2 Plans towards a programming language

Well-known concepts are taken from [Mon:MatLog], but several new notations (only notations, not concepts) are introduced to reflect all concepts described in [Mon:MatLog], and some simplification are made (by allowing zero-arity generalizations). These are plans to achive formalizations that can allow us in the future to incarnate the main concepts of recursive function theory in a programming language.

3 Primitive recursive functions

3.1 Type system

$\left\lfloor0\right\rfloor = \mathbb N$

$\begin{matrix}\left\lfloor n + 1\right\rfloor = \underbrace{\mathbb N\times\dots\times\mathbb N}\to\mathbb N\\\;\;\;\;\;\;\;\;n+1\end{matrix}$

3.2 Base functions

3.2.1 Constant

$\mathbf 0 : \left\lfloor0\right\rfloor$

$\mathbf 0 = 0$

Question: is the well-known $\mathbf{zero}\;x = 0$ approach superfluous?
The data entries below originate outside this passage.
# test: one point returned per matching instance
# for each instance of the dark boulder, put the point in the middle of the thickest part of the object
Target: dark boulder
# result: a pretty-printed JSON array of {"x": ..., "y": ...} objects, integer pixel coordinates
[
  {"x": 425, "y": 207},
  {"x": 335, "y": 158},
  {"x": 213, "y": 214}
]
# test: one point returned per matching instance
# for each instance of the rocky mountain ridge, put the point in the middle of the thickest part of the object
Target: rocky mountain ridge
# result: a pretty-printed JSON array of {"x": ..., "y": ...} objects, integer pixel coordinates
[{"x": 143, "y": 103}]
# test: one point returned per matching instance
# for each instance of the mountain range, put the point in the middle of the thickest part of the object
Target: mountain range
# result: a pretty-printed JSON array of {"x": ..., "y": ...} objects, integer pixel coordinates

Can we avoid it and use the more simple and indirect $\mathbf{0} = 0$ approach?

Are these approaches equivalent? Is the latter (more simple) one as powerful as the former one? Could we define a $\mathbf{zero}\;x = 0$ using the $\mathbf{0} = 0$ approach? Let us try:

$\mathbf{zero} = \underline\mathbf K^0_1 \mathbf0$

This looks like working, but raises new questions: what about generalizing operations (here composition) to deal with zero-arity cases in an appropriate way? E.g.

$\underline\mathbf\dot K^0_n c\left\langle\right\rangle$

$\underline\mathbf K^0_n c$

where $c : \left\lfloor0\right\rfloor, n \in \mathbb N$ can be regarded as $n$ -ary functions throwing all their $n$ arguments away and returning $c$ .

Does it take a generalization to allow such cases, or can it be inferred?

3.2.2 Successor function

$\mathbf s : \left\lfloor1\right\rfloor$

$\mathbf s = \lambda x . x + 1$

3.2.3 Projection functions

For all $0\leq i<m$ :

$\mathbf U^m_i : \left\lfloor m\right\rfloor$

$\mathbf U^m_i x_0\dots x_i \dots x_{m-1} = x_i$

3.3 Operations

3.3.1 Composition

$\underline\mathbf\dot K^m_n : \left\lfloor m\right\rfloor \times \left\lfloor n\right\rfloor^m \to \left\lfloor n\right\rfloor$

$\underline\mathbf\dot K^m_n f \left\langle g_0,\dots, g_{m-1}\right\rangle x_0 \dots x_{n-1} = f \left(g_0 x_0 \dots x_{n-1}\right) \dots \left(g_{m-1} x_0 \dots x_{n-1}\right)$

This resembles to the $\mathbf\Phi^n_m$ combinator of Combinatory logic (as described in [HasFeyCr:CombLog1, 171]). If we prefer avoiding the notion of the nested tuple, and use a more homogenous style (somewhat resembling to currying):

$\begin{matrix}\underline\mathbf K^m_n : \left\lfloor m\right\rfloor \times \underbrace{\left\lfloor n\right\rfloor\times\dots\times\left\lfloor n\right\rfloor} \to \left\lfloor n\right\rfloor\\\;\;\;\;\;\;\;\;\;\;m\end{matrix}$

Let underbrace not mislead us -- it does not mean any bracing.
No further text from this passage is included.